Тодд ругался с допрашивающими его офицерами — от стойки «Амтрака» до Зейтуна периодически долетали его гневные выкрики. Тодд никогда не отличался уравновешенностью, так что Зейтун не удивился, что во время допроса он пришел в ярость.
— Нам дадут позвонить? — спросил Тодд.
— Нет, — ответил офицер.
— Вы обязаны разрешить нам телефонный звонок!
Молчание в ответ.
Тодд повысил голос, выпучил глаза. Окружавшие его солдаты придвинулись ближе, выкрикивая предостережения и угрозы.
— Почему нас сюда привезли? — спросил Тодд проходившего мимо солдата.
— Вы, ребята, — члены «Аль-Каиды», — ответил тот.
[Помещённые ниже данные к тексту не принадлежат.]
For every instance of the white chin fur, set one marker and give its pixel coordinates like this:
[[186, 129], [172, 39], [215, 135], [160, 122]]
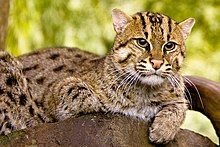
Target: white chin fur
[[152, 80]]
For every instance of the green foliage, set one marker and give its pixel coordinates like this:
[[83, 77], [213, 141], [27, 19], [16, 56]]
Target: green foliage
[[87, 24]]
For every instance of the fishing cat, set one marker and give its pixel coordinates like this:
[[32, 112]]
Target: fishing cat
[[139, 77]]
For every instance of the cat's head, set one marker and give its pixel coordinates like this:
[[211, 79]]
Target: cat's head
[[149, 46]]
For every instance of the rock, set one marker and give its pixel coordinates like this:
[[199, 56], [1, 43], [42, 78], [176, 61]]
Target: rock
[[97, 130]]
Тодд язвительно захохотал; Зейтун же вздрогнул. Может, ему только послышалось?
Зейтун всегда боялся, что этот день когда-нибудь настанет. Каждый раз, когда за нарушение правил дорожного движения его останавливала полиция, он знал: не исключено, что к нему привяжутся, не так поймут, заподозрят в темных делишках, — такое вполне может взбрести в голову любому полицейскому. После событий 9/11 им с Кейти стало ясно, что слишком у многих разыгралось воображение, что получившая распространение идея подпольных ячеек, — групп потенциальных террористов («кротов»), укоренившихся в США и годами, если не десятилетиями, ждущих своего часа, чтобы нанести удар, — подразумевала, что любой верующий в любой мечети или даже все мусульманское духовенство могут ждать приказов от своих предполагаемых лидеров, находящихся в горах Афганистана или Пакистана.
Их с Кейти пугали широкие полномочия, которыми было наделено Министерство внутренней безопасности, стремящееся держать в поле зрения всех, кто родился на Ближнем Востоке или просто имел какое-то отношение к тому региону. Немало их друзей-мусульман подвергались допросам, от них требовали кучу документов, многим пришлось нанимать адвокатов. Зейтуну пока везло. Его никуда не вызывали, никто из представителей властей ни в чем его не подозревал. Бывали, конечно, косые взгляды, насмешки над его акцентом. Возможно, подумал Зейтун, одному какому-то солдату, невежественному или жестокому, просто захотелось их попугать. И решил не обращать на это внимания.
И все же внутренний голос нашептывал Зейтуну: что-то не так. Он внимательно посмотрел по сторонам, ища подтверждения своим догадкам. За ним и тремя его товарищами неусыпно следили десятки полицейских и военных. Зейтун почувствовал себя диковинным зверем, желанным охотничьим трофеем.
Минуту спустя другой проходивший мимо солдат посмотрел на Зейтуна и буркнул: «Талибан».